On 30/10/2013 3:02 PM, Richard Henderson wrote:
On 10/30/2013 02:08 PM, Sebastian Macke wrote:
Do you have a publicly accessible tree with all your patches applied?
I'd like to re-read the logic in the proper context.
After you are the second who demanded it:
https://github.com/s-macke/qemu/tree/or32-optimize
Ok, the logic as written is correct as far as I can see.
It's a little convoluted though, and I think there may be a way to
streamline it. But I'll have to think about that some more.
r~
Yeah it is. Because of the delayed slot and the way QEMU is doing its
translation it is hard to see and distinguish all different code paths.
When is which information available.
At the moment the biggest time eater and most complex code part is the
branching part.
1. l.sf..... <- set flag if condition is fullfiled (setcond instruction)
2. l.bf <- branch if flag (a brcond instruction or with the last
suggestion you gave a movcond instruction)
3. delayed slot instruction which could fail.

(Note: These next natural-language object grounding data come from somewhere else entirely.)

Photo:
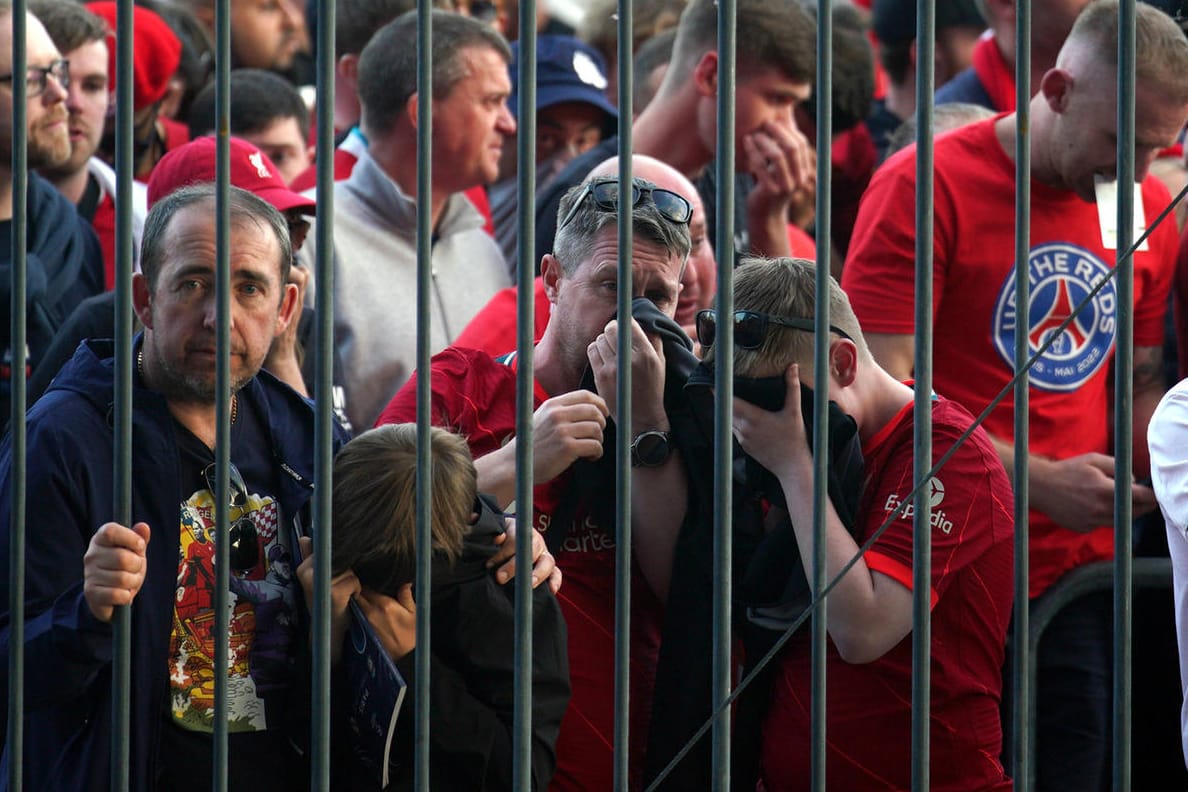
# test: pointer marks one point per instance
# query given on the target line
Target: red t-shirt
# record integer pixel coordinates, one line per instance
(103, 222)
(973, 308)
(869, 721)
(493, 329)
(475, 397)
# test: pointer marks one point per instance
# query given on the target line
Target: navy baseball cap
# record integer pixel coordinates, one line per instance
(567, 70)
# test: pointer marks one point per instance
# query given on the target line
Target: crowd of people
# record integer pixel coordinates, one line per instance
(82, 565)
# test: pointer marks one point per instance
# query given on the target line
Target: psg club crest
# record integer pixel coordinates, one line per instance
(1061, 277)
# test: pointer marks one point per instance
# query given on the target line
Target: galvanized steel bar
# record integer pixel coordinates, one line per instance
(222, 392)
(922, 536)
(121, 462)
(724, 385)
(525, 341)
(18, 315)
(821, 390)
(422, 589)
(623, 425)
(1124, 403)
(323, 403)
(1021, 678)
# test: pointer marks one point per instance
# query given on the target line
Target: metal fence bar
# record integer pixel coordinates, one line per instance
(323, 401)
(922, 531)
(623, 425)
(121, 463)
(1021, 659)
(222, 392)
(821, 390)
(424, 328)
(17, 344)
(724, 385)
(525, 339)
(1124, 404)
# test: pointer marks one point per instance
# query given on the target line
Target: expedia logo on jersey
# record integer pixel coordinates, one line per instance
(937, 518)
(1061, 277)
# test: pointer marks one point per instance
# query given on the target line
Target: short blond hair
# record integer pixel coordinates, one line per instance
(787, 287)
(374, 502)
(1161, 48)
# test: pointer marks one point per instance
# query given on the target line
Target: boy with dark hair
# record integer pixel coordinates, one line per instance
(473, 651)
(267, 112)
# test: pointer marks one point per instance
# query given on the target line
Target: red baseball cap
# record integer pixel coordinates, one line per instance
(156, 52)
(250, 170)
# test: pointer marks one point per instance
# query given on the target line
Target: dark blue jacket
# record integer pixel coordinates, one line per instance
(68, 652)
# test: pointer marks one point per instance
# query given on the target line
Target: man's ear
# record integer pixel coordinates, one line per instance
(844, 361)
(348, 68)
(141, 299)
(411, 108)
(705, 74)
(550, 276)
(289, 308)
(1056, 86)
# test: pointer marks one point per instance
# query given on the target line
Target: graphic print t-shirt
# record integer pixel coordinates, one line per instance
(263, 599)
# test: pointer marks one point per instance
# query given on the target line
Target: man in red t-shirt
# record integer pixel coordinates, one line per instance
(474, 394)
(870, 612)
(1073, 149)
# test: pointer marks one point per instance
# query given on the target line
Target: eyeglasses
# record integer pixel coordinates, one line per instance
(751, 328)
(37, 78)
(245, 542)
(673, 206)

4. Actual jump. We need a branch here for the two different slots for
chaining. And we need all information about point 2)
So at the moment we put three branches/conditions in the translated
code. One setcond, one movcond and one brcond.
In principle point 1 and 2 could be fused with some coding effort. But I
am not sure if one brcond is faster then one setcond+movcond.
And maybe the branching in No 4. could be avoided by some internal code
change in the way QEMU does its block chaining.